Pretend play is also known as “symbolic play” because it involves the use of symbols and children do this beautifully. This might involve using a tea towel as a cape, shells and small stones as crystals and jewels, or sticks representing swords. Many little boys will explore gun play with making guns out of Lego, cutlery and even toast! For our children this is not just pretend. These props feel real and we need to be very mindful before we dispose of them, thinking they are unimportant. If your child has a stick under the bed, know that it is incredibly important so please treat it with the respect it deserves.
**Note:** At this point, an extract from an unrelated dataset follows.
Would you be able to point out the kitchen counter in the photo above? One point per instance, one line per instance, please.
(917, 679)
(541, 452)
Another thing I have noticed with pretend play is that children try to make sense of their world through the recreation of certain events. I have witnessed little ones playing with dolls as though they are in a classroom. They will repeat what an educator may have said, including a raised voice. The doll who was spoken to sternly can often be soothed by the child who’s playing, unlike what may have happened in the real classroom.
Children need opportunities to be in control and to have autonomy and pretend play allows for that beautifully.
This last weekend I had three grandies aged almost 6, almost 5 and 4.5 playing in my foyer. They were wanting to play without being interrupted by grownups.
When it was time to go home, we discovered a sign on the door to tell us that No Poppy’s were allowed into their play space!
Also, they had taped up the front door and put up another sign had banned babies, sausage dogs and cats!
Together they had worked out boundaries and made signs – writing with a real purpose – all while playing together. They had been chatting and negotiating for ages to work this out. So much wonderful learning happening without any input from us grownups.
So, we can see how incredibly important pretend play is.
It helps our children to not only navigate the world they live in but to make sense of it as well.
Creativity and problem-solving are incredibly important in childhood.
Research has shown that pretend play has dropped significantly in our early childhood settings over the years.
I know it can get tiring playing families, or hospitals or being construction workers in the sandpit! Just know it is hugely valuable developmentally, emotionally, socially and cognitively. Thankfully the ABC kids’ show Bluey has given so many parents great insight into the importance of pretend play.
We must celebrate pretend play in our homes, ECEC centres and primary schools because it is a valuable way that kids learn and grow healthy.